Data access and discovery
Contents
Data access and discovery#
Context#
We will be using Long Term Statistics (1999-2019) product provided by the Copernicus Global Land Service over Lombardia and access them through S3-compatible storage. We will also explore Sentinel-2 Cloud-Optimised Dataset online through SpatioTemporal Asset Catalogs (STAC).
Setup#
This episode uses the following main Python packages:
s3fs [S3FsDTeam16]
Please install these packages if not already available in your Python environment.
Packages#
In this episode, Python packages are imported when we start to use them. However, for best software practices, we recommend you to install and import all the necessary libraries at the top of your Jupyter notebook.

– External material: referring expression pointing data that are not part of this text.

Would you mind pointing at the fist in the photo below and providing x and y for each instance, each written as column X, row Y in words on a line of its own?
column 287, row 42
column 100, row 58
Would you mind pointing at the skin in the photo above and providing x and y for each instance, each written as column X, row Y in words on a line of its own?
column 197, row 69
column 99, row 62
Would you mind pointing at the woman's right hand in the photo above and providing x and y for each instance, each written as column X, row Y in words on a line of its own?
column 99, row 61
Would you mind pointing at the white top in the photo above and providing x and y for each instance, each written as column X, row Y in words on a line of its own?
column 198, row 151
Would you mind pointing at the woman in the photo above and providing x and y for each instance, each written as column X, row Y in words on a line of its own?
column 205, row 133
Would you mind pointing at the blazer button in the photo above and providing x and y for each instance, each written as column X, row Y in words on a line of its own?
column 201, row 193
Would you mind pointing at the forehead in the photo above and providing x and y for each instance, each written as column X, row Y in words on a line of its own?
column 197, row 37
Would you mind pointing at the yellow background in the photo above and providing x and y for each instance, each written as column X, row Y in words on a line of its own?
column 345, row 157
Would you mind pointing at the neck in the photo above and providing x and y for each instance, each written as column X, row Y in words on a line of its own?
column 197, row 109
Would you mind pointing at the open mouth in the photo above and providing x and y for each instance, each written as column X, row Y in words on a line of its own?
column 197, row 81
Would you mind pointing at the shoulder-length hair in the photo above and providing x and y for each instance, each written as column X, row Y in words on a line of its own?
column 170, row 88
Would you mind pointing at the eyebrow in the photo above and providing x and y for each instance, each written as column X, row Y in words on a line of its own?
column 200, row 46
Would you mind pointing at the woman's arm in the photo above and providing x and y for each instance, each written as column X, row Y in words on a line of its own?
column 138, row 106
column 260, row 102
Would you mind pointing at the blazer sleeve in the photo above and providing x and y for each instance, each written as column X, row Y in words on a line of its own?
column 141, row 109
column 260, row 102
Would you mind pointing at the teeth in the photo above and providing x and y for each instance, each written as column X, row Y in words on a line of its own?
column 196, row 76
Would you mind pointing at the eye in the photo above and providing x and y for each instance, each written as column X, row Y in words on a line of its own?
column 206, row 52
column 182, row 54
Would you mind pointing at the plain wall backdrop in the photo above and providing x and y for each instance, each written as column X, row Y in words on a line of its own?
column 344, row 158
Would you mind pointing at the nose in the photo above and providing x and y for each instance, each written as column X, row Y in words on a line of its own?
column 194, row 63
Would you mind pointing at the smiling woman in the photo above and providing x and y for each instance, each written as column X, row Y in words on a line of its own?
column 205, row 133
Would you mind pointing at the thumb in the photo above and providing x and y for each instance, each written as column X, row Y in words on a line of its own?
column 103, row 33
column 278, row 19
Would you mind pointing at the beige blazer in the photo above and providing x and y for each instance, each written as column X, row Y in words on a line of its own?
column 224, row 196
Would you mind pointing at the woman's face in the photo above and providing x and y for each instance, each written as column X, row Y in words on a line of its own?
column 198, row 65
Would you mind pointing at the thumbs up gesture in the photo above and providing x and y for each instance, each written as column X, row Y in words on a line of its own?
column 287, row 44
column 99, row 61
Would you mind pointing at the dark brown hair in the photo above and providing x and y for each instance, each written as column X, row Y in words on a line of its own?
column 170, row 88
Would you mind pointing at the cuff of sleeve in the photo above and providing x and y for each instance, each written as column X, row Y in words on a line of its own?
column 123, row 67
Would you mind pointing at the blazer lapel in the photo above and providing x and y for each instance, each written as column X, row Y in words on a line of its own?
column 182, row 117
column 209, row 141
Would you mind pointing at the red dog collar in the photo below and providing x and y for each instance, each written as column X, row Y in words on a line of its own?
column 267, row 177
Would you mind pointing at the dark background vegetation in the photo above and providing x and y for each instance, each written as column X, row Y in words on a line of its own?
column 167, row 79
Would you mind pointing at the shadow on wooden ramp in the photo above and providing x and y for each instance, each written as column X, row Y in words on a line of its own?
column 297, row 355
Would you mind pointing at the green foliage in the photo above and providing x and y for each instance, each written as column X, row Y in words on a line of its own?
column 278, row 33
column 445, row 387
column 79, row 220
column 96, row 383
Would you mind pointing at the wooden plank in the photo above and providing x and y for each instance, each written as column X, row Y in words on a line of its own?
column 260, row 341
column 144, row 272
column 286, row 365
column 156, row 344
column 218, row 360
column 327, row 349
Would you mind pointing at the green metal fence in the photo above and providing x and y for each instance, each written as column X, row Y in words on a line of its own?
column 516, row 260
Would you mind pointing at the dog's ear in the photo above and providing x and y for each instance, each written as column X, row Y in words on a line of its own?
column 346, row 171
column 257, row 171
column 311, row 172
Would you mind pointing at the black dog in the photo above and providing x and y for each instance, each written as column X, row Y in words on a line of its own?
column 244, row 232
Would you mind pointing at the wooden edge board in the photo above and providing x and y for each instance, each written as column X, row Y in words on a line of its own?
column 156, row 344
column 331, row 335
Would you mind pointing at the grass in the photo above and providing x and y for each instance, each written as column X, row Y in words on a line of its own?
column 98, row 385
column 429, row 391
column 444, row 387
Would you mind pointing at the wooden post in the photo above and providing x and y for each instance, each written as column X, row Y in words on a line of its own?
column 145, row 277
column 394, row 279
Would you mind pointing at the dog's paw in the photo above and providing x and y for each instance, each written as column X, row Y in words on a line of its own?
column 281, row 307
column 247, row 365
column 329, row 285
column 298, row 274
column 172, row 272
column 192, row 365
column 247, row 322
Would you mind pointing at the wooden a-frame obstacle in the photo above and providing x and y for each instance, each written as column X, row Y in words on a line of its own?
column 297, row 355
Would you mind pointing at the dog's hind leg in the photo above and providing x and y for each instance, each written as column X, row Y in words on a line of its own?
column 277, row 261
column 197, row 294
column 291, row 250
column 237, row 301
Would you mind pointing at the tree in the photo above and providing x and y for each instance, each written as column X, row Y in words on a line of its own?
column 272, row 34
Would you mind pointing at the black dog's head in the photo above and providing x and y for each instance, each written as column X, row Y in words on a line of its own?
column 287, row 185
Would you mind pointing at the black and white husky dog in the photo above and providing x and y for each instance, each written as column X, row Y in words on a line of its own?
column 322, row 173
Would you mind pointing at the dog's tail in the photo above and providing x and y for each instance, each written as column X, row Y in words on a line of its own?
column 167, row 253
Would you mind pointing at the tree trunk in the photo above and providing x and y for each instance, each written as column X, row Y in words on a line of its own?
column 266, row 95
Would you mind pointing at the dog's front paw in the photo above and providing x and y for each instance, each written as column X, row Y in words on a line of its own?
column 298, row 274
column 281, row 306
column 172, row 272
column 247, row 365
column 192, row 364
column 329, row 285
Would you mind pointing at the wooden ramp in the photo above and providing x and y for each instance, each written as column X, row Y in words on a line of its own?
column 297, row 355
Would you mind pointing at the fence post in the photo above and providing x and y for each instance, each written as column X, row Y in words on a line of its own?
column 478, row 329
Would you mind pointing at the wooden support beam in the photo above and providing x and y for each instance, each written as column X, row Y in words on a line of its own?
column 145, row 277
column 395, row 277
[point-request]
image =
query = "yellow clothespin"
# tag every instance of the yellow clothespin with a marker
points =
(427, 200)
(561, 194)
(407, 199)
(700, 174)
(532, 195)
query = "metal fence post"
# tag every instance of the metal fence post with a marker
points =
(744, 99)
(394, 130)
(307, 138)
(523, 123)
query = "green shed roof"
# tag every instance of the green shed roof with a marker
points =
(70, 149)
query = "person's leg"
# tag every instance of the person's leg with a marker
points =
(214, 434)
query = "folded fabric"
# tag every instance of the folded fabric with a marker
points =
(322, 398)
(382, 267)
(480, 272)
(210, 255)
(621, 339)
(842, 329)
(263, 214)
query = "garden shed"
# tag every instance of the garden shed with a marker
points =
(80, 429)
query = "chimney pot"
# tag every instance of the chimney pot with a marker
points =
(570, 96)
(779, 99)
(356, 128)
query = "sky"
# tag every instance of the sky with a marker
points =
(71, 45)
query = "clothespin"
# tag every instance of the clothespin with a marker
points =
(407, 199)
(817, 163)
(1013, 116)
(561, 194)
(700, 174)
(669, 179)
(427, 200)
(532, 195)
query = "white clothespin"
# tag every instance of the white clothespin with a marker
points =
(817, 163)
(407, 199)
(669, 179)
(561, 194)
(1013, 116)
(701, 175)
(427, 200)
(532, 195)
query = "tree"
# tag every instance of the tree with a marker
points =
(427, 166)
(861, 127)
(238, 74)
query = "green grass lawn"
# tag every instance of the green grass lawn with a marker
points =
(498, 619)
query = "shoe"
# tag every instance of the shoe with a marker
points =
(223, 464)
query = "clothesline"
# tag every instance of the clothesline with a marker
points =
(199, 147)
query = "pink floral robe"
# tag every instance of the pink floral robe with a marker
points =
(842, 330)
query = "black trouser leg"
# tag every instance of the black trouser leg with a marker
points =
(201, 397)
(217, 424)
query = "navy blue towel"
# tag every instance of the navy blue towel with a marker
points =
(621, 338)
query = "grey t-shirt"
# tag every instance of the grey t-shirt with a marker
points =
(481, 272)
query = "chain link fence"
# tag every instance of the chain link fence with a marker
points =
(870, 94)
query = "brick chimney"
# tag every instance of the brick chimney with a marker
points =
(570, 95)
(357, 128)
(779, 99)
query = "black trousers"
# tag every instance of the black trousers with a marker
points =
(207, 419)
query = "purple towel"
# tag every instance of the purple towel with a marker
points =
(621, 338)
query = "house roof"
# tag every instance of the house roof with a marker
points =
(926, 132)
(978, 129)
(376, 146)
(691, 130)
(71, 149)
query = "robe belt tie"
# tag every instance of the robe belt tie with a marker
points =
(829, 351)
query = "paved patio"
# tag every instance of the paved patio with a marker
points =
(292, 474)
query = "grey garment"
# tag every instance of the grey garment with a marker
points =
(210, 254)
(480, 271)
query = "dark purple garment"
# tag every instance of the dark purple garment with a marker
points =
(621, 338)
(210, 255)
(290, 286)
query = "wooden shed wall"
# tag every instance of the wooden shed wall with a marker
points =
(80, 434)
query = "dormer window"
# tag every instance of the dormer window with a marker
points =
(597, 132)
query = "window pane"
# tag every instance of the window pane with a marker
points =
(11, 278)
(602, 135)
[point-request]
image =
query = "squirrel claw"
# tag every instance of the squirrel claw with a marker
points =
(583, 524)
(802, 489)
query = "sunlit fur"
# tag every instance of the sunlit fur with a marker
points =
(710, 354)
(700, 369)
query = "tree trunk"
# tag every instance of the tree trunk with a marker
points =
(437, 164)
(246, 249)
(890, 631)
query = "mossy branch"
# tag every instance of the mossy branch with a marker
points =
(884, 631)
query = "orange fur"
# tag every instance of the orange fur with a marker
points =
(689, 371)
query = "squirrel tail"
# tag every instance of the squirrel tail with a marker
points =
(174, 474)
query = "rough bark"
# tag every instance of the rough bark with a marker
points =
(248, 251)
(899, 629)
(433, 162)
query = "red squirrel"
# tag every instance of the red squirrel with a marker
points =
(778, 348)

Introduction to the Long Term statistics#
CGLS LTS are computed over a time span of 20 years aggregated over separate 10-day periods (month/01,month/11, month/21). For each date the long term minimum, maximum, mean, median and standard deviation are computed.
S3-compatible Object Storage to access online data#
Up to now we have downloaded data locally and then opened with Xarray open_dataset
. When willing to manipulate large amount of data, this approach is not optimal (since it requires a lot of unnecessary local downloads). Sharing data online as Object Storage allows for data sharing and access to much larger amounts of data.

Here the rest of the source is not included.